接上一节Input环节，接下来分析 output环节。代码在runNewMapper()方法中：

private <INKEY,INVALUE,OUTKEY,OUTVALUE>

  void runNewMapper(final JobConf job,final TaskSplitIndex splitIndex,

  final TaskUmbilicalProtocol umbilical,TaskReporter reporter) {

                          .......

       // 这个out也被包含在map的上下文当中了，所以在map方法中的输出，调用的是output的write方法

      org.apache.hadoop.mapreduce.RecordWriter output = null;

       // 记住这个数值  0

    if (job.getNumReduceTasks() == 0) {  // 判断ReduceTask的数量

      output =

        new NewDirectOutputCollector(taskContext, job, umbilical, reporter);

    } else {    // > 0

        // 创建一个 Collector 对象  【看构造源码可以知道输出的时候是需要分区的】

      output = new NewOutputCollector(taskContext, job, umbilical, reporter);

    }

//  -----------new NewOutputCollector() begin ------------------

    NewOutputCollector(org.apache.hadoop.mapreduce.JobContext jobContext,

                       JobConf job,

                       TaskUmbilicalProtocol umbilical,

                       TaskReporter reporter

                       ) throws IOException, ClassNotFoundException {

        //1、 赋值操作。先不仔细看，跳过~  下一段说

      collector = createSortingCollector(job, reporter);

        // 2、有多少个reducetask 就有多少个分区

        // 回忆：一个分区可以有若干组，相同的key为一组

      partitions = jobContext.getNumReduceTasks();

      if (partitions > 1) {

        partitioner = (org.apache.hadoop.mapreduce.Partitioner<K,V>)

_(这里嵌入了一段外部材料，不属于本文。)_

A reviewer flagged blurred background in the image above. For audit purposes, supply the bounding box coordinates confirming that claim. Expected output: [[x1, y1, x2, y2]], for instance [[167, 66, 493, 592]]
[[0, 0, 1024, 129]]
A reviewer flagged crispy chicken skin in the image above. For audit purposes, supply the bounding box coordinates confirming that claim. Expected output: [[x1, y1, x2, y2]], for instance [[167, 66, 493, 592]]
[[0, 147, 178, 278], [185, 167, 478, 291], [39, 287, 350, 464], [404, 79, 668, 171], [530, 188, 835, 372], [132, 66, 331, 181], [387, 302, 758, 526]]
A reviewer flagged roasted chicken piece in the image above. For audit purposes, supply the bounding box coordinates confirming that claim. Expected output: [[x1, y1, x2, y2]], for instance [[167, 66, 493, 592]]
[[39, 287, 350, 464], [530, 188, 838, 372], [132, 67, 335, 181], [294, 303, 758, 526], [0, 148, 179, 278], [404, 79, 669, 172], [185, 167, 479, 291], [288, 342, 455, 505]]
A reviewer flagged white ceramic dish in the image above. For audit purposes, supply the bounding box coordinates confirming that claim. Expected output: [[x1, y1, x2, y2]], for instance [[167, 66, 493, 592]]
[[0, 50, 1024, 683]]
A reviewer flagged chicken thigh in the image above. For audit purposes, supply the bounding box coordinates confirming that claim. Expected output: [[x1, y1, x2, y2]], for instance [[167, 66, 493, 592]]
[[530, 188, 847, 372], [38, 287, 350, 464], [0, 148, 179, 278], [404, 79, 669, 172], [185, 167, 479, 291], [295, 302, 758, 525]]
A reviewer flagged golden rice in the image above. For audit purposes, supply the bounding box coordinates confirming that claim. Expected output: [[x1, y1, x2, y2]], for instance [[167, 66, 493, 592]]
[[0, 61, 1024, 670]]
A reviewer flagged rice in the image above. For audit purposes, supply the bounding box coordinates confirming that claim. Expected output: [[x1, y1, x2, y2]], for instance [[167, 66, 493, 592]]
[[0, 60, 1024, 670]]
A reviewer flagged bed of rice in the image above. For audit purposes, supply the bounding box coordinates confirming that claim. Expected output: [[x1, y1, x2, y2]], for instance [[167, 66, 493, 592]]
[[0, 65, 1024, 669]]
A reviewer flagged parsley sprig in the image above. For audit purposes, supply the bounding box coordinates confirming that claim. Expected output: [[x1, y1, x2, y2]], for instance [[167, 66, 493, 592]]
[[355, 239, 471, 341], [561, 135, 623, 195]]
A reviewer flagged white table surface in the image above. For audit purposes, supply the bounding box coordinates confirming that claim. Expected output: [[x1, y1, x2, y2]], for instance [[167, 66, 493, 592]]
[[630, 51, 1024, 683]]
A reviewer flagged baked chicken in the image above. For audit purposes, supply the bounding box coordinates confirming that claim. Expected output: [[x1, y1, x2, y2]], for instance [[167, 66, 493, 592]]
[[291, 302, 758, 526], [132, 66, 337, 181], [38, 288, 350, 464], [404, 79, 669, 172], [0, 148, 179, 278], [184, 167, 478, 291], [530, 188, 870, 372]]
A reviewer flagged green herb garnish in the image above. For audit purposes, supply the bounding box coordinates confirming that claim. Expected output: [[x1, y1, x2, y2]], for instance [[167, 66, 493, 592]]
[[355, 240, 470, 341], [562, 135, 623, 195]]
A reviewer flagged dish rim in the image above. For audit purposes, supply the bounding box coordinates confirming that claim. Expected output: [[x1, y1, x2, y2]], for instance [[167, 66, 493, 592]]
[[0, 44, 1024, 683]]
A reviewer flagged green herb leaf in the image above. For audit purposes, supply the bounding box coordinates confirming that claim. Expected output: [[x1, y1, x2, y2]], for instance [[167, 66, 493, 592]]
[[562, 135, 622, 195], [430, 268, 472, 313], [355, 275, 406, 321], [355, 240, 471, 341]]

            // 常见套路：反射生成实例对象，如果有自定义分区器，则不使用默认的

            // 默认的分区算法是简单的hash取模，会保证相同的key在一组

          ReflectionUtils.newInstance(jobContext.getPartitionerClass(), job);

      } else {  // reducetask = 1，所有的组都会进入一个分区

        partitioner = new org.apache.hadoop.mapreduce.Partitioner<K,V>() {

           // 返回分区号，返回的值固定为 0

          public int getPartition(K key, V value, int numPartitions) {

            return partitions - 1;

          }

        };

      }

    }

//  -----------new NewOutputCollector()  end ------------------

//  -----------write(K key, V value) begin ------------------

     // output往外写的时候带着 (k v p)  三元组

    public void write(K key, V value) throws IOException, InterruptedException {

      collector.collect(key, value,

                        partitioner.getPartition(key, value, partitions));

//  -----------write(K key, V value) end --------------------

                             ..............                          

  }

createSortingCollector(job, reporter)方法进去：

private <KEY, VALUE> MapOutputCollector<KEY, VALUE>

          createSortingCollector(JobConf job, TaskReporter reporter)

    throws IOException, ClassNotFoundException {

    // 反射创建collector实例

    MapOutputCollector<KEY, VALUE> collector

      = (MapOutputCollector<KEY, VALUE>)

        // 常见套路：如果没有用户自定义collector，那么就取默认的

       ReflectionUtils.newInstance(

                        job.getClass(JobContext.MAP_OUTPUT_COLLECTOR_CLASS_ATTR,

                        // MapOutputBuffer 这玩意牛逼，后边再说。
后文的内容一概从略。